2

I have two vectors, A and B which I want to compare using the MWU test. Both vectors have the size of 995 with A having a mean and standard deviation of 10.50050 and 2.82287, respectively. The mean and std for B are 10.19397 and 2.87137. The histogram and KDE for the two vectors are as follows. histogram and KDE

All of this would tell me that the distribution of the vectors are very similar, however, MWU (as implemented in Python SciPy) returns a p value of 0.01764, which I deem relatively low.

Could someone please explain what key concept I'm missing?

Thank you.

hvta
  • 21
  • 3
    You're missing the fact that such tests as these become more sensitive to small effects as the sample size increases. – Galen Mar 18 '23 at 22:27
  • I'm experimenting with SciPy' mannwhitneyu method. The default alternative hypothesis is 'two-sided' which returns the low p value. Once it is set to 'less', the p value is 0.99. – hvta Mar 18 '23 at 22:28
  • None of this is any mysterious. Your sample size is large so a small difference can easily come out significant, but of course only if it is in the direction of the specified alternative. – Christian Hennig Mar 18 '23 at 23:04
  • Could someone please explain what key concept I'm missing? -- sample size. This is addressed in many dozens of questions on site (but about a range of tests; however the reason is the same each time). Briefly standard errors decrease with increasing sample size $-$ almost all common test statistics have standard error that is proportional to $\frac{1}{\sqrt{n}}$ $-$ so when $n$ is very large, even quite small differences are sufficient to be inconsistent with $H_0$. The end. – Glen_b Mar 18 '23 at 23:27
  • 1
    Your histograms have a Moiré pattern. Possibly it is similar to this question/answer. If you change the bin sizes then you might prevent it. – Sextus Empiricus Mar 18 '23 at 23:59
  • 1
    The histograms are very similar but even by eye their lower tails look different. It would be better to overlay the histograms and the densities in the same plot.
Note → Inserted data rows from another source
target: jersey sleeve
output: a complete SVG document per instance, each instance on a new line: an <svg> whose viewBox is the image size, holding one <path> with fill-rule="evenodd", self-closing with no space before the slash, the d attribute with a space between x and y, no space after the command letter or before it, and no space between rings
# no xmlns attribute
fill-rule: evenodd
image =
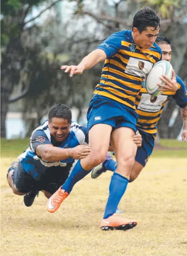
<svg viewBox="0 0 187 256"><path fill-rule="evenodd" d="M119 51L122 46L122 41L124 35L117 32L111 34L102 43L97 49L103 50L106 53L107 59L110 59Z"/></svg>
<svg viewBox="0 0 187 256"><path fill-rule="evenodd" d="M179 84L179 88L176 91L173 98L176 104L180 108L185 108L187 106L187 90L182 79L176 76L176 82Z"/></svg>
<svg viewBox="0 0 187 256"><path fill-rule="evenodd" d="M41 144L53 145L43 131L37 130L32 134L30 141L30 147L31 149L36 152L36 147Z"/></svg>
Also, since the number of observations is the same -- are the observations perhaps paired? – dipetkov Mar 19 '23 at 00:40

2 Answers2

1
  • With many measurements (like 995), small differences may already become significant. A small effect size can still be significant.

    Also a t-test will show a significant difference. The means have a difference of about $0.3$ and the t-statistic is around $2.4$ giving a p-value of around $0.0166$

    Are smaller p-values more convincing?

    Why is "statistically significant" not enough?

  • Btw, the Mann-Whitney U test is not the same as a t-test and can be significant, even when the means are the same (https://stats.stackexchange.com/a/470512/).

    The MWU test is testing whether $P(X>Y) = P(Y>X)$. This is the case when in a PP-plot the curve divides the plane into two equal areas. So, in relation to a MWU test, a PP-plot might be a better way to visualize the difference rather than two histograms.

1

One thing I'd like to add to the answer by @SextusEmpiricus is that a useful statistic to report when using an Wilcoxon-Mann-Whitney test is one that reports the probability that an observation in one group being greater than an observation in the other group.

There are several variants of this statistic. Reporting the probability, two are Vargha and Delaney's A and Grissom and Kim's probability of superiority.

These can be transformed to a -1 to 1 scale, like an r value. Examples are the Glass rank biserial coefficient and Cliff’s delta.

I don't know if any of these are available in Python, but they are relatively easy to compute.

My suspicion is that you will find these effect size statistics suggest there is just a small difference in the stochastic dominance between these two distributions.

Sal Mangiafico
  • 11,330
  • 2
  • 15
  • 35